The extent of LD is usually affected by population structure. For example, Morrell et al (2005) reported a rapid decay of LD in wild barley compared with domesticated barley, even though both are highly self-pollinated. Similar results were reported between the indica and japonica groups of rice (Mather et al., 2007), the wild and domesticated subspecies of grapevine (Barnaud et al., 2010) and the landrace and modern varieties groups of wheat (Hao et al., 2011). Our results here showed that LD patterns in the two asparagus bean subdivisions are also different and that the rate of interchromosomal LD was reduced to, on average, 3.6% compared with 8% when using the combined gene pool (data not shown). The subgroup SV globally had a higher level and longer decay distance of LD, suggesting relatively limited historical recombination events and less genetic diversity in this more typical vegetable-type subdivision perhaps because of a more severe historical population bottleneck. The distances and patterns of LD decay are most different on LG 5, 7 and 11 between the two subgroups, suggesting that these chromosomes may carry more genes/QTLs related to agronomic traits favorable for vegetable use that have been strongly selected by cultivators and breeders of this crop. This is in good agreement with the Ohat's LD variance component analysis. An important future task is to fine-dissect the LD patterns between the two subgroups of asparagus bean germplasm using broader populations that may also include more ssp. unguiculata accessions to get better understanding of the genetic architecture of the cowpea natural resources globally.

Implications on genome wide association study in asparagus bean

For genome wide association mapping, long-range LD will reduce the number of markers needed to cover the genome, although the resolution for mapping is expected to be low (Yu and Buckler, 2006). The level of LD decay at a −cM level in the Chinese asparagus bean germplasm we observed suggests that a genome wide detection of QTLs is feasible using the currently available SNP maps and marker system. Assuming that one marker is needed per 1.5 cM along the 680 cM asparagus bean genome, 450 informative markers evenly distributed across the genome would be sufficient to uncover any significant associations using genome wide association studies. Given the expressed sequence tag-derived nature of the SNP markers employed here, the power for association mapping is expected to be higher than using other marker systems such as genomic SSRs, of which the majority are located in the non-coding regions of the genome (Yan et al., 2009). In addition, the presence of population stratification and kinship among a subset of the plant materials, as well as the 3.6% interchromosomal associations, all should be taken into account in association analyses (Yan et al., 2009; Hao et al., 2011).

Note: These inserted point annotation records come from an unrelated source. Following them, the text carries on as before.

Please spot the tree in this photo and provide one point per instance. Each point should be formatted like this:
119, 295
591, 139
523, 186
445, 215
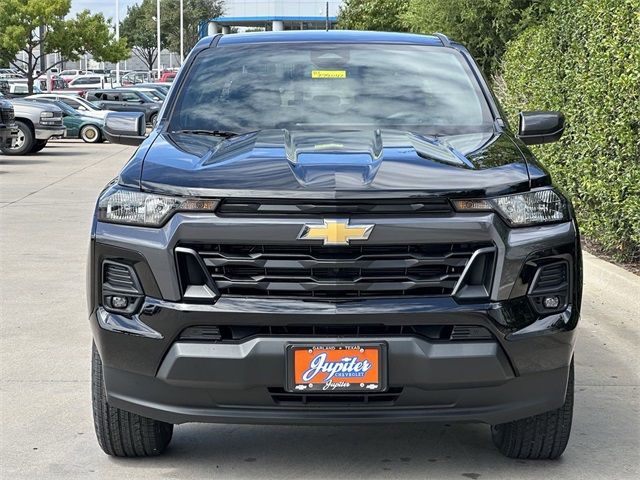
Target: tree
139, 28
383, 15
194, 12
20, 22
483, 26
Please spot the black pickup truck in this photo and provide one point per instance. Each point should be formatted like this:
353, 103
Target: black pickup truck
8, 130
333, 227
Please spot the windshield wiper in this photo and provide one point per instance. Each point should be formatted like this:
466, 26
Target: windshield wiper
214, 133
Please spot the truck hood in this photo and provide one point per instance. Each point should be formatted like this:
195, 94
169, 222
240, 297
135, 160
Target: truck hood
343, 164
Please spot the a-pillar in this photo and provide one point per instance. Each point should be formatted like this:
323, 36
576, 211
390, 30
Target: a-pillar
213, 28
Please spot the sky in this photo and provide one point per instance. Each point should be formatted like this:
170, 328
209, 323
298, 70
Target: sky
107, 7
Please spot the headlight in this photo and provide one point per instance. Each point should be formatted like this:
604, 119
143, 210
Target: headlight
146, 209
522, 209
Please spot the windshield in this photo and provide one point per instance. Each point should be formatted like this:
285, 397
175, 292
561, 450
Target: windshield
155, 95
66, 108
257, 87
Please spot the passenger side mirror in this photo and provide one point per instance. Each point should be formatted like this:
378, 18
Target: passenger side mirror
126, 128
540, 127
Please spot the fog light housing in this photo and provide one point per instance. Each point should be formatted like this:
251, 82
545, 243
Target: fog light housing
119, 302
551, 302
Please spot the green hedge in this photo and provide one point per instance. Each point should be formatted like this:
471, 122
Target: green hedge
584, 59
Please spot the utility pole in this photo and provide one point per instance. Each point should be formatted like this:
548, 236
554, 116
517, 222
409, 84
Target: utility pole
158, 35
43, 55
181, 32
118, 38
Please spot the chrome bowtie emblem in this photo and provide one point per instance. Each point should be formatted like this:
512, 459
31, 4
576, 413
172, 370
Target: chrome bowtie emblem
335, 232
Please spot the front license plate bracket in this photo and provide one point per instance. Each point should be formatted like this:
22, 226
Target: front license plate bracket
336, 367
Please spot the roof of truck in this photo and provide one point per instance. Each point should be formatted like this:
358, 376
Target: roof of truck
332, 36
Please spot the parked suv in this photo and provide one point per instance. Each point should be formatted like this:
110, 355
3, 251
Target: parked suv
36, 124
333, 227
127, 100
8, 130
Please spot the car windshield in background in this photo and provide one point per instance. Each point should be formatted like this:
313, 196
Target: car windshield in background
258, 87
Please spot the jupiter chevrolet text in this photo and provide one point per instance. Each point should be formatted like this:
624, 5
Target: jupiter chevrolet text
332, 228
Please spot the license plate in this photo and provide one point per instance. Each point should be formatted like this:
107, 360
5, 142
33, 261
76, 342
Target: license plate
333, 368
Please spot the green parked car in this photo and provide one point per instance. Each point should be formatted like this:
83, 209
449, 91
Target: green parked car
89, 129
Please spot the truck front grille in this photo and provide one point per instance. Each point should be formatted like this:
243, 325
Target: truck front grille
335, 272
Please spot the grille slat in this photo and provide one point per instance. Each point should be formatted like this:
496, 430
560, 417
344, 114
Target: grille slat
289, 208
336, 272
281, 396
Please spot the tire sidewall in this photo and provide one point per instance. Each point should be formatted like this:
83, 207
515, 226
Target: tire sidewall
87, 128
27, 138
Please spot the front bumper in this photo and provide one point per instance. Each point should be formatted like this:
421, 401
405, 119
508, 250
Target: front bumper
7, 134
45, 132
522, 370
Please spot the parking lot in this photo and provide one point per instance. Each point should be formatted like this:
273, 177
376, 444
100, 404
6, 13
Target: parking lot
46, 202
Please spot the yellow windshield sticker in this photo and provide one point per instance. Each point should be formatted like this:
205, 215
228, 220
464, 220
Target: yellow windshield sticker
328, 74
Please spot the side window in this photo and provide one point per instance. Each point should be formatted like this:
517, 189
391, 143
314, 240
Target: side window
71, 103
130, 97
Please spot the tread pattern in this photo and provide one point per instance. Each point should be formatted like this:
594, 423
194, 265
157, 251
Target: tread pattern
121, 433
543, 436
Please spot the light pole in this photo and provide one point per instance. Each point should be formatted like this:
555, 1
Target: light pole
158, 35
181, 32
118, 38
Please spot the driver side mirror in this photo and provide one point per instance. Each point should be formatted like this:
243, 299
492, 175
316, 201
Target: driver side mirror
540, 127
126, 128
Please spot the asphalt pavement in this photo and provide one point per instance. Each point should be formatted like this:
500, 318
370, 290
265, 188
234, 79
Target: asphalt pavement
46, 429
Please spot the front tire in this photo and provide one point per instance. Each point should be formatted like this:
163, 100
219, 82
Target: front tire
38, 145
24, 143
121, 433
543, 436
90, 134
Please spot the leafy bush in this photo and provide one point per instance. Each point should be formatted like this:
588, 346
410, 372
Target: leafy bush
483, 26
584, 59
382, 15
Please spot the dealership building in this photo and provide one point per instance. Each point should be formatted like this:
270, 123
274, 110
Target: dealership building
273, 15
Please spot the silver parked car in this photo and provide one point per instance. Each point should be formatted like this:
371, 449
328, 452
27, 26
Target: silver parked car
36, 123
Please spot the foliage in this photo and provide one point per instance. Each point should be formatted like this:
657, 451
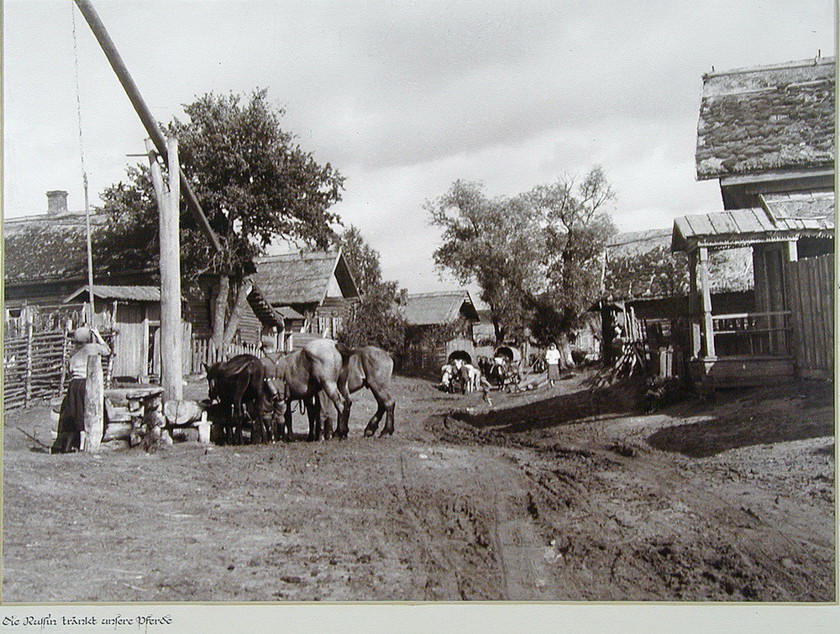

To further complement the possible low mapping resolution caused by high-level LD in asparagus bean, a two-step procedure as proposed by Barnaud et al. (2010) would be considered for future work. Based on the discovery here that landrace asparagus bean lines (and especially the ssp. unguiculata), are genetically more diverse and thus might should exhibit shorter LD decay distance, QTL locations determined from ‘standard’ asparagus bean populations could be refined by studying populations of more ‘rustic’ asparagus bean or ssp. unguiculata accessions with much more limited LD. In addition, bi-parental QTL mapping using large RIL populations or NIL sets would also provide higher resolution for QTLs of interest. In our lab, a project that aims to uncover the genetic factors controlling the pod length and climbing ability of asparagus bean using the combined two-step association mapping and bi-parental QTL mapping approach is now underway.

Data archiving

Data have been deposited at Dryad: doi:10.5061/dryad.6tv35cc2.